Ella’s Island: Knishes



  • Mashed potatoes
    • 4-5 large yukon gold potatoes
    • 2 cups fage
    • pint of heavy cream
    • 12 oz whole milk
  • Puff Pastry – 1 package, defrosted
  • Seasoning mix
    • 1 part each mustard powder, onion powder
    • 2 parts each garlic powder, paprika, brown sugar
    • 4 parts each coriander, salt
    • 8 parts fresh black pepper


  • Skin and boil the potatoes
  • After allowing to cool, combine potatoes and dairy in a food processor and puree until very smooth
  • Add the seasoning mix a little bit at a time until it has the desired spice level.
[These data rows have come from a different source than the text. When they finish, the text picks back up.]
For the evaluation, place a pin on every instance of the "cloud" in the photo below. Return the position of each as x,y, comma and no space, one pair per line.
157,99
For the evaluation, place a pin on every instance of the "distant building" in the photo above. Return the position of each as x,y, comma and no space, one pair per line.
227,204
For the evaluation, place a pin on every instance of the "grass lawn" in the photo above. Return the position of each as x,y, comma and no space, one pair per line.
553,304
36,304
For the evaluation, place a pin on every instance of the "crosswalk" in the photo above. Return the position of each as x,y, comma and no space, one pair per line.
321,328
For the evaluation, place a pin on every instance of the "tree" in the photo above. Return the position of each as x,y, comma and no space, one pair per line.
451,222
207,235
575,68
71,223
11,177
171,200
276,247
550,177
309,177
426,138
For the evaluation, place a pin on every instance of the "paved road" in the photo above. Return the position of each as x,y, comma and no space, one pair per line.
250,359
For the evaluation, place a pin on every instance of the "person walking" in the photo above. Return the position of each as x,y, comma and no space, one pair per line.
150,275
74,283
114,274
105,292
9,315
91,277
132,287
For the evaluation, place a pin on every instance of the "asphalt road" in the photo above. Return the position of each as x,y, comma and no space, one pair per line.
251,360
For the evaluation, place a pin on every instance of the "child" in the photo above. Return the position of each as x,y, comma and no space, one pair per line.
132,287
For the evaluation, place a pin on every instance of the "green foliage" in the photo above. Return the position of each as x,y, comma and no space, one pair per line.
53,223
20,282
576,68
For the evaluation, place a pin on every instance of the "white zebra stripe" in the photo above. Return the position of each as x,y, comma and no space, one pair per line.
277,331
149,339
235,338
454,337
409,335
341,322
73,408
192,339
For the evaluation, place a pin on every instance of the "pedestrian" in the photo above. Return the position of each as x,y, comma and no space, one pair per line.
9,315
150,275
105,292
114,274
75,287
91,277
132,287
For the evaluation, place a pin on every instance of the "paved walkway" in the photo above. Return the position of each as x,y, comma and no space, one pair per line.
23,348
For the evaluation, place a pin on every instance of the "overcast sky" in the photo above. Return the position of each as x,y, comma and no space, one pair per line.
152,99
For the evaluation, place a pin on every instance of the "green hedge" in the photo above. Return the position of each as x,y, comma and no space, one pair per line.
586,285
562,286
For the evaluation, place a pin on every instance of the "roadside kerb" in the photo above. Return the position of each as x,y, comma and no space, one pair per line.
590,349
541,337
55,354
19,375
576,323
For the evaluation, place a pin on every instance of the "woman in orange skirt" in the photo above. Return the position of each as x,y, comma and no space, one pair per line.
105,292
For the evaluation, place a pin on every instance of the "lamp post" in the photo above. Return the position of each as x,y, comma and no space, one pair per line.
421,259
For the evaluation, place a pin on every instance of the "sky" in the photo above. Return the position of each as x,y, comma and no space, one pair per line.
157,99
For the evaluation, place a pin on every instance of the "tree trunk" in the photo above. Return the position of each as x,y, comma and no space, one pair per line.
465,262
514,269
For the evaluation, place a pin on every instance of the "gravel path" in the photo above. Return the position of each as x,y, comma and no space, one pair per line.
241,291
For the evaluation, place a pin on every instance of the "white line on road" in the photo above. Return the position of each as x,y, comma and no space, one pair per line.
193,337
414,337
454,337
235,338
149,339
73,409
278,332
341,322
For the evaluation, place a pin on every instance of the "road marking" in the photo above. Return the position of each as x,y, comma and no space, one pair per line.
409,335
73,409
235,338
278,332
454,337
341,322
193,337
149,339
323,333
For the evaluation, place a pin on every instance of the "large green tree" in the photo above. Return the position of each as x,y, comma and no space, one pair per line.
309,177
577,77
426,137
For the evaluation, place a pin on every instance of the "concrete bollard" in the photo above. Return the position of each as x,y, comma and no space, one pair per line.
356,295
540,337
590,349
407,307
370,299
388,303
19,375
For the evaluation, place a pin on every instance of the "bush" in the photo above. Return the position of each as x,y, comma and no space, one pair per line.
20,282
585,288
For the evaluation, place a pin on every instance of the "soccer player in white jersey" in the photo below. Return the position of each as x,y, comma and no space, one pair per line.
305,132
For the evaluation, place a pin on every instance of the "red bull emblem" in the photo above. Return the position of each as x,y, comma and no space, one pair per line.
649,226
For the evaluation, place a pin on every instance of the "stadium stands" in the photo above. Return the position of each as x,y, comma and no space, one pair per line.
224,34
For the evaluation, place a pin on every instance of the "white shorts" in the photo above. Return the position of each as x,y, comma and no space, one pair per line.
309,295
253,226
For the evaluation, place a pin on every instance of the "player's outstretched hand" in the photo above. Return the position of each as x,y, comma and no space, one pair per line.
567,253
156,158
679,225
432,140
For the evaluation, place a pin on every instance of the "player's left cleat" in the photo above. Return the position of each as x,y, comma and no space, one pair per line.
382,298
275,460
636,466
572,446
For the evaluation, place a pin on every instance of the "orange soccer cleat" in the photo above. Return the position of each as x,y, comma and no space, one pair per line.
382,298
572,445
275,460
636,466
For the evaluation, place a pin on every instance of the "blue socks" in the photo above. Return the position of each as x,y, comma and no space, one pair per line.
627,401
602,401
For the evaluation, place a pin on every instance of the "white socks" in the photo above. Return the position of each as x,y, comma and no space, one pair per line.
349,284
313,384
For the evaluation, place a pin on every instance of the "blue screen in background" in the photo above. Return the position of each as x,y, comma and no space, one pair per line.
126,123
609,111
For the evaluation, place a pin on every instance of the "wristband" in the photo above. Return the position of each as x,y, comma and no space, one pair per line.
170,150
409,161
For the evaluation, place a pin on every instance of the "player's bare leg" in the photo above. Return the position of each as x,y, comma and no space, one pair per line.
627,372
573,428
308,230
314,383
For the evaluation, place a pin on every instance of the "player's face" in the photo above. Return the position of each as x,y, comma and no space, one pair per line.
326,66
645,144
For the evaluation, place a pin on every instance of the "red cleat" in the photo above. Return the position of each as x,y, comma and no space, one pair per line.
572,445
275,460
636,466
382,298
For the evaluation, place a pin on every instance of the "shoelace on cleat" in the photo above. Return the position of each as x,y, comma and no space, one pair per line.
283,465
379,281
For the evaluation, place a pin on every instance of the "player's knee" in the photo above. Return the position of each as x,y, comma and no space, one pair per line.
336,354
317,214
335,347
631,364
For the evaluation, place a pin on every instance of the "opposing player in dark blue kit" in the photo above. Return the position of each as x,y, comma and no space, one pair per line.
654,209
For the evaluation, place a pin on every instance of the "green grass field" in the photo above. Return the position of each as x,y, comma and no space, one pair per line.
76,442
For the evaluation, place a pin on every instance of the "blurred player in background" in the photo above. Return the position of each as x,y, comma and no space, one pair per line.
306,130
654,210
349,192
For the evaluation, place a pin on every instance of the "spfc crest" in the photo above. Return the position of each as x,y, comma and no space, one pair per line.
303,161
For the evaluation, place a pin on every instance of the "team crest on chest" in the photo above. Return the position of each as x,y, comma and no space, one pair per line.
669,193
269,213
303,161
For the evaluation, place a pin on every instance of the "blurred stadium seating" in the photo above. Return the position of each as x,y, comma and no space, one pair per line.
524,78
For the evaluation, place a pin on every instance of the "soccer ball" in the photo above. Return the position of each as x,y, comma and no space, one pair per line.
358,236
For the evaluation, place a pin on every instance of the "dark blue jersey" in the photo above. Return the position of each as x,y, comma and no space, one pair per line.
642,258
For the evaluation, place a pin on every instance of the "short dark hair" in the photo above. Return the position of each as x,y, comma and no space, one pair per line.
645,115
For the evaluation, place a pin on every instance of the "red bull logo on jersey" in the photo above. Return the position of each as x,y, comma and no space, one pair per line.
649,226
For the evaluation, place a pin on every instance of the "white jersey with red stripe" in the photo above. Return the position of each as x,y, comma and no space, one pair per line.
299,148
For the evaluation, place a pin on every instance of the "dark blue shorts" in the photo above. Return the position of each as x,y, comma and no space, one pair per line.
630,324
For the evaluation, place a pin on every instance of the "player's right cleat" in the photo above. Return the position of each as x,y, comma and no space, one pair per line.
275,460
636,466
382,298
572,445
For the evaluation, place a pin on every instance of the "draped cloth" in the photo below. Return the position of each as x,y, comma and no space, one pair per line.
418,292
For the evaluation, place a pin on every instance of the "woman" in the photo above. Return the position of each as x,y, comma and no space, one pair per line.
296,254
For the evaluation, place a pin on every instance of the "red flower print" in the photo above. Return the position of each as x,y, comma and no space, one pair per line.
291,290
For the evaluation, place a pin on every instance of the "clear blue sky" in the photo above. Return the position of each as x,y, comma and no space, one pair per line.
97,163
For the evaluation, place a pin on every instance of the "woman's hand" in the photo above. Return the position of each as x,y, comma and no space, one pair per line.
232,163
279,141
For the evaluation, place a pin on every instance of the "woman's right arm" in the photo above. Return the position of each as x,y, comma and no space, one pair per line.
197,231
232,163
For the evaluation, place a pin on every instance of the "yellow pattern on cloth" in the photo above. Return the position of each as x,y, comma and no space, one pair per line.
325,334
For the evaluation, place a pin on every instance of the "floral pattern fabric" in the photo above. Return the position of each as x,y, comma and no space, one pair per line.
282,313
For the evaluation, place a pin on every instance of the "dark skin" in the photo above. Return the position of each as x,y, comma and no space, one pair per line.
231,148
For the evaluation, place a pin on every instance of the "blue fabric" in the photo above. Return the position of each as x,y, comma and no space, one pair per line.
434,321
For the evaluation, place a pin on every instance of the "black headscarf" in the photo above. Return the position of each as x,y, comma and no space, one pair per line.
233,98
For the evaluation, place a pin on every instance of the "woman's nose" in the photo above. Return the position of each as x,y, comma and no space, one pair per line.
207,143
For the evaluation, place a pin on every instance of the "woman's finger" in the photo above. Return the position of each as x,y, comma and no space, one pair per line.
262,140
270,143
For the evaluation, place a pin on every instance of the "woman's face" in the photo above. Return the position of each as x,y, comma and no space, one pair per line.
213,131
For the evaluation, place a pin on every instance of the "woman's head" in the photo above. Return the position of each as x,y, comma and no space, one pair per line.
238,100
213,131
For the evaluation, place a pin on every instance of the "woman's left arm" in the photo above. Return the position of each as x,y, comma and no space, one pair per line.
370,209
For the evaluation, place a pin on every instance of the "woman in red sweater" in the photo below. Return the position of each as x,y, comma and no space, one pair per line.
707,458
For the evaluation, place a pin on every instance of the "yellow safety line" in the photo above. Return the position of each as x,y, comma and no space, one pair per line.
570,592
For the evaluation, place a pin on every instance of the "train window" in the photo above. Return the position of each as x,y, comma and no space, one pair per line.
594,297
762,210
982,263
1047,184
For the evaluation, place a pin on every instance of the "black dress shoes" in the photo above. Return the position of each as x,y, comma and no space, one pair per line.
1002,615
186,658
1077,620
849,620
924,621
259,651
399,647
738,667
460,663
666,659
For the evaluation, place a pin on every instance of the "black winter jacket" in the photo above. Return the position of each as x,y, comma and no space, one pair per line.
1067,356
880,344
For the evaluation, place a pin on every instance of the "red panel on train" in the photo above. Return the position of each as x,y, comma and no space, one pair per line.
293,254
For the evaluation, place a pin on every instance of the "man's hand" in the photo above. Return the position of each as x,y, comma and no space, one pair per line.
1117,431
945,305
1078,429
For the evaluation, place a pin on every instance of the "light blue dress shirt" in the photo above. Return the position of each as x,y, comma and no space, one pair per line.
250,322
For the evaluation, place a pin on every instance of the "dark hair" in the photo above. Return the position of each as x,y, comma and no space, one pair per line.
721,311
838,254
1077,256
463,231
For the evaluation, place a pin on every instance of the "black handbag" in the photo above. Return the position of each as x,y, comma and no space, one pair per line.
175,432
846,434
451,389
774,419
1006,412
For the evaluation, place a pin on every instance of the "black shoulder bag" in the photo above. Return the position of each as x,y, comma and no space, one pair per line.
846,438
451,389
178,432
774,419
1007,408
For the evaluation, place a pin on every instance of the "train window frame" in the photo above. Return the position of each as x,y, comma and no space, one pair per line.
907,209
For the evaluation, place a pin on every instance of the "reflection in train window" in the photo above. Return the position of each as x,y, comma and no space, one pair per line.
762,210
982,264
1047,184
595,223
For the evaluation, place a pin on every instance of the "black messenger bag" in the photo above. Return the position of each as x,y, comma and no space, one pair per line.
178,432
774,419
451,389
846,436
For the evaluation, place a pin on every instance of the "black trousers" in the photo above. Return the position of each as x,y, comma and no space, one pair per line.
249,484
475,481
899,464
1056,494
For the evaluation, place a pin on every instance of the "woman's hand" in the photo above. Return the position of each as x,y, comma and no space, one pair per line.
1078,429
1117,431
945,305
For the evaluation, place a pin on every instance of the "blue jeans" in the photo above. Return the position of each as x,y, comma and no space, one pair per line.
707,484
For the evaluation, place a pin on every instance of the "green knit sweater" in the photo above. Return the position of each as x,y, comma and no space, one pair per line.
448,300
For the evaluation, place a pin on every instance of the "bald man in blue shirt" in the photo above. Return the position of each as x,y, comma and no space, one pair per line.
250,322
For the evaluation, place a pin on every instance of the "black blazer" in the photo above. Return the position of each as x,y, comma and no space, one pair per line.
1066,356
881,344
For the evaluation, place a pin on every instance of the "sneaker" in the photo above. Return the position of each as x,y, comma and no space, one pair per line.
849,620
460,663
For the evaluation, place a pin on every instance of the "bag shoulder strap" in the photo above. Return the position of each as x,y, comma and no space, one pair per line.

I used about 1/4 cup seasoning but would have enjoyed even more spice
  • Flour your working surface
  • Roll the puff pastry out until about 1/2 thickness of how it comes in a conventional package
  • Cut the puff pastry into squares
  • Put a square on your palm, spoon 1-2 tsp of mashed potato into the center, and then pinch the dough around the sides of the potato so that the puff forms a cup and the potato peeks out the top, like a shumai
    • Retrospectively, using wonton wrappers instead of puff would have saved a lot of effort. But, the puff was deeelicious.